Страшно. Почему? До сих пор я был, как все, лишь вершиной айсберга, надводной частью. Не чувствовал глубины. Теперь почувствую. И это — единственная возможность нащупать путь к Патриоту.
Я сидел на скамейке в сквере, у моих ног возились голуби, и еще я чувствовал, что вижу себя со стороны. Нет, я не точен. Я не могу быть точен, когда не хватает слов. Я видел то, чего нельзя увидеть, находясь в привычном четырехмерии. Так плоское существо, живущее на поверхности ленты, не может ни увидеть, ни ощутить высоту или глубине своего — трехмерного! — мира.

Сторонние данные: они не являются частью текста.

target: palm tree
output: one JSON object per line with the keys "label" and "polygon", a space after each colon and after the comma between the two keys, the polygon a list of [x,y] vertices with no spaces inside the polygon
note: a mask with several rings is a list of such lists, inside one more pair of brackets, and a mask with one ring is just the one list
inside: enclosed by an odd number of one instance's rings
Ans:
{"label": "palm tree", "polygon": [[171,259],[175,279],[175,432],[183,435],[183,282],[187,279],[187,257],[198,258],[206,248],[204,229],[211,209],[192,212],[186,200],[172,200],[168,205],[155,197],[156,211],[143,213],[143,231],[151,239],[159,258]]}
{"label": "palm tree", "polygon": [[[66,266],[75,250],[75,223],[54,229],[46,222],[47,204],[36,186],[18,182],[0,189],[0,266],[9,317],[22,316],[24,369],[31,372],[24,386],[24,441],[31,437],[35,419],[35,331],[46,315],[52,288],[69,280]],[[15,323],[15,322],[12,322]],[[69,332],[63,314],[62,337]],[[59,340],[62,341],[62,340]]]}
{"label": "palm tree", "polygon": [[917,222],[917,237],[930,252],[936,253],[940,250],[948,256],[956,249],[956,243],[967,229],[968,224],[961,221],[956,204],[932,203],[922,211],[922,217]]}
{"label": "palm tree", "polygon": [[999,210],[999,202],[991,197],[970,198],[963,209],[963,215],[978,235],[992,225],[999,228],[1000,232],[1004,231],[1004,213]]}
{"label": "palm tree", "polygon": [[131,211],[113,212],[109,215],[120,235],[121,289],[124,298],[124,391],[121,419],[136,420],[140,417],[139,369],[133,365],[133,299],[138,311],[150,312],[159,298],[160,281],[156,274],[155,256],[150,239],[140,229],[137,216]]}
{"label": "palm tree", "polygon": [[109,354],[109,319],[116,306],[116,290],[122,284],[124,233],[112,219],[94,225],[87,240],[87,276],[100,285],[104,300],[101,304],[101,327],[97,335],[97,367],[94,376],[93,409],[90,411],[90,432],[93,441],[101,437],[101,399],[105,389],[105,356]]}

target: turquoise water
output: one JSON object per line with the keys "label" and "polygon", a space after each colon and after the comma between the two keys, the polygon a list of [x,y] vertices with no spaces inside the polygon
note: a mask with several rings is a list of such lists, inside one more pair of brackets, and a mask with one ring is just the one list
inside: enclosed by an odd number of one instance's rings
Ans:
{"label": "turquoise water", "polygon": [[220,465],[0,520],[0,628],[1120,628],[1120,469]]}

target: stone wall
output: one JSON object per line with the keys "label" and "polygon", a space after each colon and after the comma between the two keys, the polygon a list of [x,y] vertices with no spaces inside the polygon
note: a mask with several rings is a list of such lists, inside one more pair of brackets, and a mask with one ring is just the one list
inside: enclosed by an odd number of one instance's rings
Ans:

Голуби распухли, заполнили Вселенную и исчезли, все стало коричнево-серым, невидимым, хотя я по-прежнему знал, что сижу на скамейке, и что голуби, выдрав друг у друга по перу, разлетелись в разные стороны, и мимо скамейки прошла девушка в розовом платье, покосилась на меня, думая о том, что левая туфля жмет, и я знал это, но не видел, потому что сознание мое уже переместилось, упало в глубину моего «я» и оглядывалось здесь в поисках нити, связывающей меня с Патриотом.
Все было не так просто. Нить оказалась прерывистой. И вела сначала вовсе не к Патриоту, а в другую сторону, в подсознание иного человека.
Мне стало больно.
Потому что предстояло убить.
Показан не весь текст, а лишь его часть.